Say what you like about Cannes but at its best it still serves as a barometer for where our industry and our product is heading. Most notably the Titanium shortlist, packed as it is with the coolest work from the coolest agencies and representing the new creative dividend that is on offer to brands that put participation at the heart of their work.

But the obvious question is that if this is the sort of work we all admire from the sort of agencies we all admire how come the UK is so poorly represented? Having offered the industry creative leadership for so many years is our inability to compete with the Droga 5s, Crispins, Goodbys and Nitros of this world proof that the UK is to be a foot note in the future of creative communications?

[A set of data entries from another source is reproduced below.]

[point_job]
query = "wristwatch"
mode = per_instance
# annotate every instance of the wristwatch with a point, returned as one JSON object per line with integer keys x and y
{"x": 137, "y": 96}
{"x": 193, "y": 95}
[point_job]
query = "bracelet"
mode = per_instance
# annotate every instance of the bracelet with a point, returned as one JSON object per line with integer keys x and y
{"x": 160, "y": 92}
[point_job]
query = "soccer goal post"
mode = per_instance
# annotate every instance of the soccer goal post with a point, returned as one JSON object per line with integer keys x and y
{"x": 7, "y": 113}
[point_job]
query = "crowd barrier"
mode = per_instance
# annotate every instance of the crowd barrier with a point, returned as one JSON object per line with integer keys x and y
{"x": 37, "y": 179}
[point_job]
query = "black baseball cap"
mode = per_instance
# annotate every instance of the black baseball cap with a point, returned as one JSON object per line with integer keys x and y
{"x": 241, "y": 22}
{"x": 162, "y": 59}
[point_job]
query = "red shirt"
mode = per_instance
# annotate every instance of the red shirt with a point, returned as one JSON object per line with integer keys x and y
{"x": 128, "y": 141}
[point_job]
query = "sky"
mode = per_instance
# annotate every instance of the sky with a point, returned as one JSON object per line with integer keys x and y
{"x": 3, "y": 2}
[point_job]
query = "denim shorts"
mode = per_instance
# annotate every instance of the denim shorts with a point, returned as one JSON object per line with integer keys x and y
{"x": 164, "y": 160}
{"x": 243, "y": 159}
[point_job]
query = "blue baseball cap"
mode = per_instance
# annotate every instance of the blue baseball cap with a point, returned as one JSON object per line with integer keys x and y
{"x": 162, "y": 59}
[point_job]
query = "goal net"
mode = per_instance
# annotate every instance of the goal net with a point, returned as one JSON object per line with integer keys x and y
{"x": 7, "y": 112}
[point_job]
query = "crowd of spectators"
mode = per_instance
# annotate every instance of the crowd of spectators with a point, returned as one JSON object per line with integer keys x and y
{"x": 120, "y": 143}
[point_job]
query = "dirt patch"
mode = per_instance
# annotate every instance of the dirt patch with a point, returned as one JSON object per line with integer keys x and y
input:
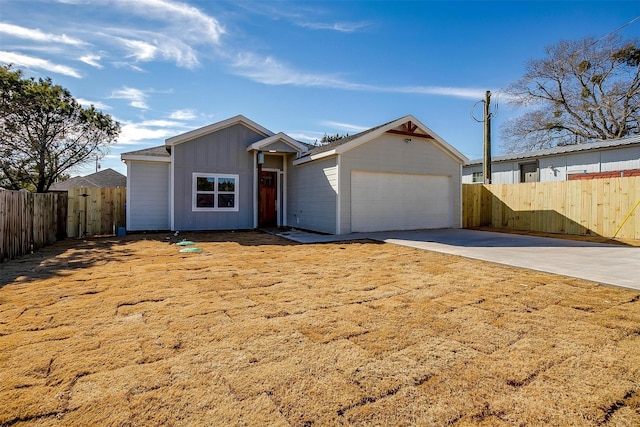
{"x": 256, "y": 330}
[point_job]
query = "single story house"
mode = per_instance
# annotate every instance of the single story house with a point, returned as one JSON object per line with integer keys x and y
{"x": 106, "y": 178}
{"x": 614, "y": 157}
{"x": 236, "y": 174}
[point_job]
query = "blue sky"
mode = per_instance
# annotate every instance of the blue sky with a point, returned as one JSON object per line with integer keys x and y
{"x": 163, "y": 67}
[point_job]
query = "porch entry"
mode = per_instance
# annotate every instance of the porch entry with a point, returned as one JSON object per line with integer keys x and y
{"x": 268, "y": 192}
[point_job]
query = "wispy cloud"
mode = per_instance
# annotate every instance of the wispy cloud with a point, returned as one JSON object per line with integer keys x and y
{"x": 92, "y": 60}
{"x": 38, "y": 64}
{"x": 457, "y": 92}
{"x": 134, "y": 133}
{"x": 345, "y": 126}
{"x": 191, "y": 22}
{"x": 343, "y": 27}
{"x": 35, "y": 34}
{"x": 136, "y": 96}
{"x": 147, "y": 130}
{"x": 184, "y": 114}
{"x": 270, "y": 71}
{"x": 97, "y": 104}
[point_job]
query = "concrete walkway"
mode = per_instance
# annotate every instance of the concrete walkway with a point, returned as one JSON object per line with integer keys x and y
{"x": 610, "y": 264}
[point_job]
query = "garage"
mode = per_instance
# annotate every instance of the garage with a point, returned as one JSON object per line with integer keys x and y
{"x": 394, "y": 201}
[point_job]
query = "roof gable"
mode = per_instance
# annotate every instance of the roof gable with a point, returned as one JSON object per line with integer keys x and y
{"x": 408, "y": 126}
{"x": 214, "y": 127}
{"x": 279, "y": 142}
{"x": 152, "y": 154}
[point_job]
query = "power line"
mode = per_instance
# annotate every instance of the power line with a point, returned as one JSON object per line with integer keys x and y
{"x": 614, "y": 31}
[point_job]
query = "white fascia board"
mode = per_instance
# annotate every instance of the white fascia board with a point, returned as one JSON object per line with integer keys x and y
{"x": 142, "y": 158}
{"x": 451, "y": 151}
{"x": 280, "y": 136}
{"x": 187, "y": 136}
{"x": 313, "y": 157}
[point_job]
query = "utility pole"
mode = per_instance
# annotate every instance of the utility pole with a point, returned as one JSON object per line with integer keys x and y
{"x": 486, "y": 170}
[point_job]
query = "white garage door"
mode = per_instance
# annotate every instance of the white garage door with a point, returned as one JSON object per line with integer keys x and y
{"x": 386, "y": 201}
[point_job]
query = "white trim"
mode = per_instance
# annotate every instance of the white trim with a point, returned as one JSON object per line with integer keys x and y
{"x": 284, "y": 190}
{"x": 172, "y": 207}
{"x": 338, "y": 204}
{"x": 255, "y": 189}
{"x": 280, "y": 136}
{"x": 340, "y": 149}
{"x": 128, "y": 199}
{"x": 277, "y": 172}
{"x": 215, "y": 192}
{"x": 188, "y": 136}
{"x": 313, "y": 157}
{"x": 142, "y": 158}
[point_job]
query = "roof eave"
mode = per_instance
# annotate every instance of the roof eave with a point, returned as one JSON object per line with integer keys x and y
{"x": 188, "y": 136}
{"x": 141, "y": 158}
{"x": 313, "y": 157}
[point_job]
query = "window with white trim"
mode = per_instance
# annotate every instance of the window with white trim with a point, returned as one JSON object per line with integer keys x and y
{"x": 215, "y": 192}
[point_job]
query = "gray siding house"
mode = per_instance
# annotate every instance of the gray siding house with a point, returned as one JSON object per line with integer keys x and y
{"x": 602, "y": 158}
{"x": 236, "y": 174}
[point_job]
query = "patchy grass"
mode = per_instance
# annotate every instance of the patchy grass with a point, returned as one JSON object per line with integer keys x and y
{"x": 255, "y": 330}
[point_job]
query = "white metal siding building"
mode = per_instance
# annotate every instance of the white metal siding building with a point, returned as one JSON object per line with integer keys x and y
{"x": 558, "y": 163}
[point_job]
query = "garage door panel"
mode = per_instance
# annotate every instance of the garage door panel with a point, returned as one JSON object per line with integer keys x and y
{"x": 384, "y": 201}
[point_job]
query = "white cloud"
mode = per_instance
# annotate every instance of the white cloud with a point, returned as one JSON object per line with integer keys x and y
{"x": 309, "y": 136}
{"x": 36, "y": 34}
{"x": 136, "y": 96}
{"x": 185, "y": 20}
{"x": 37, "y": 63}
{"x": 268, "y": 70}
{"x": 140, "y": 50}
{"x": 344, "y": 27}
{"x": 457, "y": 92}
{"x": 97, "y": 104}
{"x": 184, "y": 114}
{"x": 133, "y": 133}
{"x": 345, "y": 126}
{"x": 92, "y": 60}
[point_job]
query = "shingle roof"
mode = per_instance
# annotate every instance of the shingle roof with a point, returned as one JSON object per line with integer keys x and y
{"x": 159, "y": 151}
{"x": 598, "y": 145}
{"x": 330, "y": 146}
{"x": 107, "y": 178}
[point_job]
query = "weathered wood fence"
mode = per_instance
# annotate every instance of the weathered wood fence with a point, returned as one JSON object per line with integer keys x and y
{"x": 29, "y": 221}
{"x": 581, "y": 207}
{"x": 96, "y": 211}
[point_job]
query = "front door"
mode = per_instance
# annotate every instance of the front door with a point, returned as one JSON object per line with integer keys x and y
{"x": 268, "y": 193}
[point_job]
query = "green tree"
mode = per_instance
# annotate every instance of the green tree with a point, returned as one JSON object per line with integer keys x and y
{"x": 581, "y": 91}
{"x": 45, "y": 132}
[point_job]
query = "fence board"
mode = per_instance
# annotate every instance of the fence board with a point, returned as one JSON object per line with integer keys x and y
{"x": 29, "y": 221}
{"x": 579, "y": 207}
{"x": 96, "y": 211}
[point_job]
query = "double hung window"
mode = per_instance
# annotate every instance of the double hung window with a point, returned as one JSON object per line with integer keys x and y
{"x": 215, "y": 192}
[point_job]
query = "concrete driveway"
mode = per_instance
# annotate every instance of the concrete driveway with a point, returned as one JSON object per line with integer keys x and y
{"x": 609, "y": 264}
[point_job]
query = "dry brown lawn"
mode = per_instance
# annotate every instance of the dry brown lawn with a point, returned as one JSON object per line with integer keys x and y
{"x": 258, "y": 331}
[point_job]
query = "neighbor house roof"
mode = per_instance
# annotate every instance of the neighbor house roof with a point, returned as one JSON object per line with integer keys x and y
{"x": 565, "y": 149}
{"x": 107, "y": 178}
{"x": 397, "y": 126}
{"x": 239, "y": 119}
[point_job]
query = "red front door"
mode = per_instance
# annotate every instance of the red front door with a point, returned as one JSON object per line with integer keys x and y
{"x": 268, "y": 191}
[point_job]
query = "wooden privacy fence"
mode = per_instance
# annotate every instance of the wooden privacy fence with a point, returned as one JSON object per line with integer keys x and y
{"x": 581, "y": 207}
{"x": 29, "y": 221}
{"x": 96, "y": 211}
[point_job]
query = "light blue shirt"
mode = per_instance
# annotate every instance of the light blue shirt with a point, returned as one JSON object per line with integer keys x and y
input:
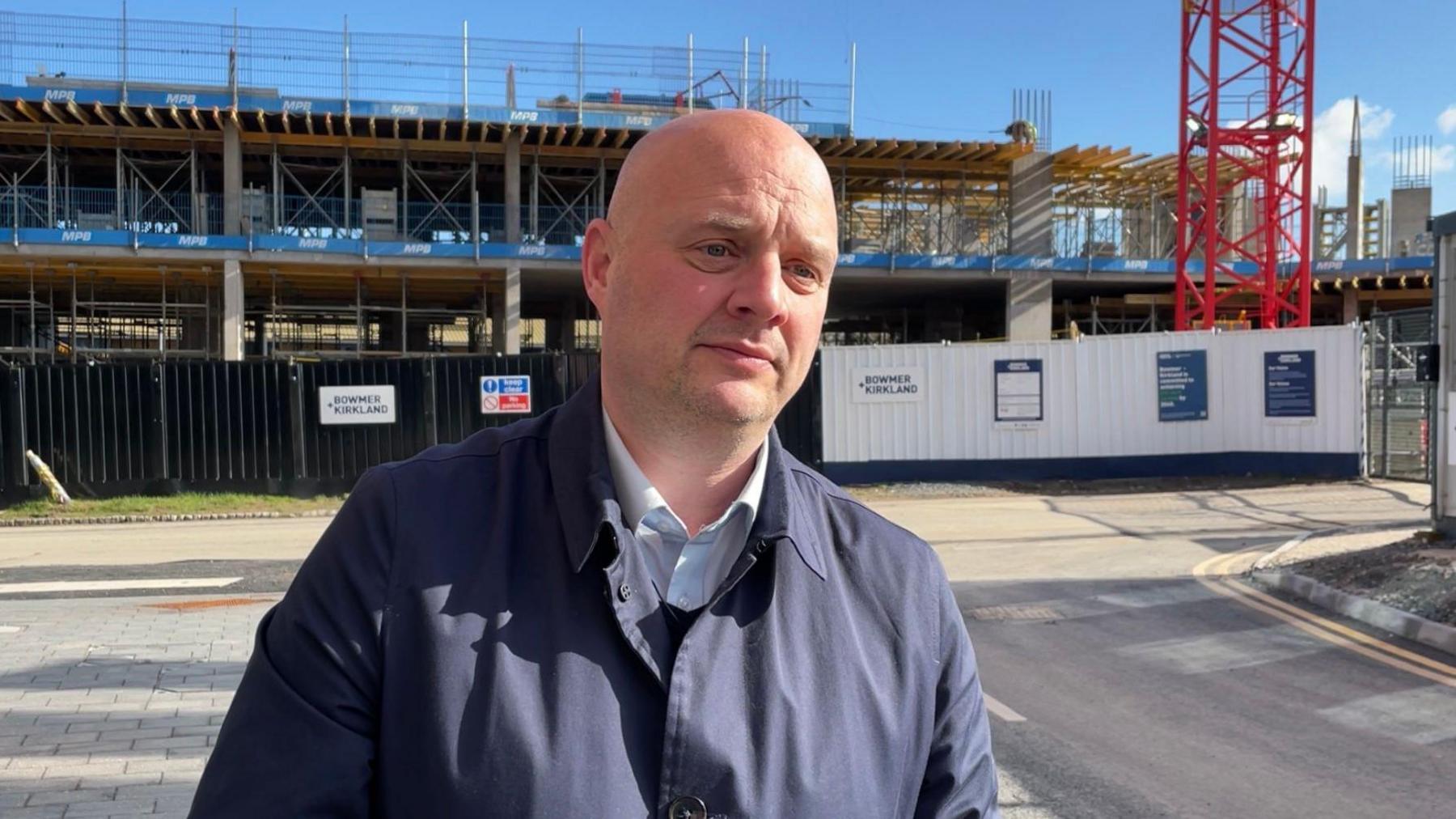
{"x": 686, "y": 570}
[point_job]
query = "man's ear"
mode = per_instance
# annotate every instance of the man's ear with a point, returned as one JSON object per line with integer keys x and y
{"x": 596, "y": 260}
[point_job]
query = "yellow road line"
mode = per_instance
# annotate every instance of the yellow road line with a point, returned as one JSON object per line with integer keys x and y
{"x": 1208, "y": 573}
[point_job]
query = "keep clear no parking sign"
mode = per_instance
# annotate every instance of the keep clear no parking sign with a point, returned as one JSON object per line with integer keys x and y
{"x": 506, "y": 394}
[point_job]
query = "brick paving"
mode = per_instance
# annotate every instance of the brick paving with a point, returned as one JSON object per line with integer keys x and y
{"x": 109, "y": 707}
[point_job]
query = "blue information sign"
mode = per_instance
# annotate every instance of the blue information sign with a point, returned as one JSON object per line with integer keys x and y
{"x": 1289, "y": 385}
{"x": 1183, "y": 385}
{"x": 1018, "y": 391}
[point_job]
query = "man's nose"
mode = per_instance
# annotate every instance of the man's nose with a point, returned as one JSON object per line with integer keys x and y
{"x": 759, "y": 292}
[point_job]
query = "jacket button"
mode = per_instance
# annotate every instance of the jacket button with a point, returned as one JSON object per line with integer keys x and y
{"x": 688, "y": 808}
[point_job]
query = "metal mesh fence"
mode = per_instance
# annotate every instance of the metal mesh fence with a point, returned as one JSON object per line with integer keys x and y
{"x": 1399, "y": 405}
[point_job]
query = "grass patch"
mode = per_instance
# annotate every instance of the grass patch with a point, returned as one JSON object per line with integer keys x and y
{"x": 185, "y": 503}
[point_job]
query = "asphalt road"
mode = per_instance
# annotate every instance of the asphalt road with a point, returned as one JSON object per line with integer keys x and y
{"x": 1124, "y": 685}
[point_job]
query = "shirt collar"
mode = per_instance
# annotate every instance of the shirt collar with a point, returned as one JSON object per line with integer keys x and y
{"x": 587, "y": 502}
{"x": 638, "y": 496}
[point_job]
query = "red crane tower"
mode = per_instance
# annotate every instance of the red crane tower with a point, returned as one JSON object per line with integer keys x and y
{"x": 1244, "y": 149}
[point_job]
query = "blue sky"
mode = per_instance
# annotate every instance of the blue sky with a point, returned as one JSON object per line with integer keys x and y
{"x": 946, "y": 70}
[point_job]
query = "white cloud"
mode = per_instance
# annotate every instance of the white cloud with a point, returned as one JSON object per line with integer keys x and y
{"x": 1331, "y": 145}
{"x": 1448, "y": 120}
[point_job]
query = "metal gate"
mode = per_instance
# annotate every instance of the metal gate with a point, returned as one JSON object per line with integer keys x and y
{"x": 1399, "y": 409}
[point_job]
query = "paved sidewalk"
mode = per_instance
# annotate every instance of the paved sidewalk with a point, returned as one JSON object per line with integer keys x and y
{"x": 111, "y": 706}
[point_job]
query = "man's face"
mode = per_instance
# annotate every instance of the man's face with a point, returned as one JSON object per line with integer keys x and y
{"x": 718, "y": 285}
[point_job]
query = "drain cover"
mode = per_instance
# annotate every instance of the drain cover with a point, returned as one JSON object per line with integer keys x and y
{"x": 194, "y": 605}
{"x": 1012, "y": 613}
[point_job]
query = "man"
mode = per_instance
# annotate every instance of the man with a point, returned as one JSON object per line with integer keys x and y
{"x": 637, "y": 605}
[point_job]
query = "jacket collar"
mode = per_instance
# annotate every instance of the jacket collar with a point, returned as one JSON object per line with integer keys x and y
{"x": 587, "y": 502}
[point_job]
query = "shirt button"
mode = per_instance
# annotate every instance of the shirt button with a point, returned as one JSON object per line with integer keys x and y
{"x": 688, "y": 808}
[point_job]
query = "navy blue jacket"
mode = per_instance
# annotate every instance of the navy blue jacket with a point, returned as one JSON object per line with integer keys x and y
{"x": 476, "y": 634}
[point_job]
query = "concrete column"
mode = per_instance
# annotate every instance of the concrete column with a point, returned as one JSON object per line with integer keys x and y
{"x": 1031, "y": 205}
{"x": 232, "y": 180}
{"x": 232, "y": 311}
{"x": 1028, "y": 307}
{"x": 1350, "y": 307}
{"x": 506, "y": 314}
{"x": 1443, "y": 449}
{"x": 1354, "y": 207}
{"x": 513, "y": 187}
{"x": 1410, "y": 209}
{"x": 1028, "y": 296}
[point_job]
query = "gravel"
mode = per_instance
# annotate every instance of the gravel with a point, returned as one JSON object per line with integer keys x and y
{"x": 1416, "y": 575}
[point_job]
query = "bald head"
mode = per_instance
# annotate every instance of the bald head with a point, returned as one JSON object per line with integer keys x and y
{"x": 715, "y": 147}
{"x": 711, "y": 276}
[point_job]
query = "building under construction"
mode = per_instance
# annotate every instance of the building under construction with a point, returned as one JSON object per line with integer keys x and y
{"x": 227, "y": 191}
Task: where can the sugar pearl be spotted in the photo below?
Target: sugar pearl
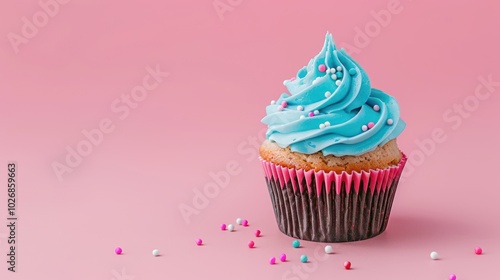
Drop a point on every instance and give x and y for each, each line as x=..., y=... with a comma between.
x=347, y=265
x=328, y=249
x=304, y=258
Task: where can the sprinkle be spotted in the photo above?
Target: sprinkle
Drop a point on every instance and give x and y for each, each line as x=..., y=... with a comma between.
x=303, y=258
x=347, y=265
x=156, y=252
x=328, y=249
x=478, y=250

Ok so the Great Schlep emerged from a unique set of historical circumstances and perhaps its unfair to flagellate ourselves over much for failing to deliver campaigns of this nature day in day out. However, work like Queensland’s ‘Greatest Job on Earth’ and the Whopper ‘Facebook Friend Sacrifice’ came from the kind of briefs that grace our desks on a weekly basis.
So where should we lay the blame for our inability to capitalise on the new creative dividend? Who exactly, in the parlance of our times, doesn’t get it?
Well it sure ain’t the great British consumer that is getting in the way. Educated by Google, trained by Ebay and connected by Facebook our consumers are quite clearly ready to play and in substantial numbers.
And it is genuinely no longer the agency world that is dragging its collective feet. Sure the orthodox advertising agencies may have been a little slow on the uptake but once we got with the programme ur ambitions, attitudes and capability to deliver the campaigns of the future changed radically.
No, without a doubt the people struggling hardest to ‘get it’ are within the client community. It is their silo’s, their pre-testing regimes, their moribund metrics, their accepted wisdoms, their fear of risk, their politics and their obsession with short-form TV advertising that is the most significant break on the greatest future facing work coming out of the UK. Sure there are some inspirational marketers inside our greatest brand owners but invariably they sit at the helm of organisations that struggle desperately to brief and buy campaigns that have even one foot in the twenty first century.
For UK advertising to lead the world again we must now ask our client community whether it is prepared to step out of its collective comfort zone and become once again the patrons of revolutionary marketing.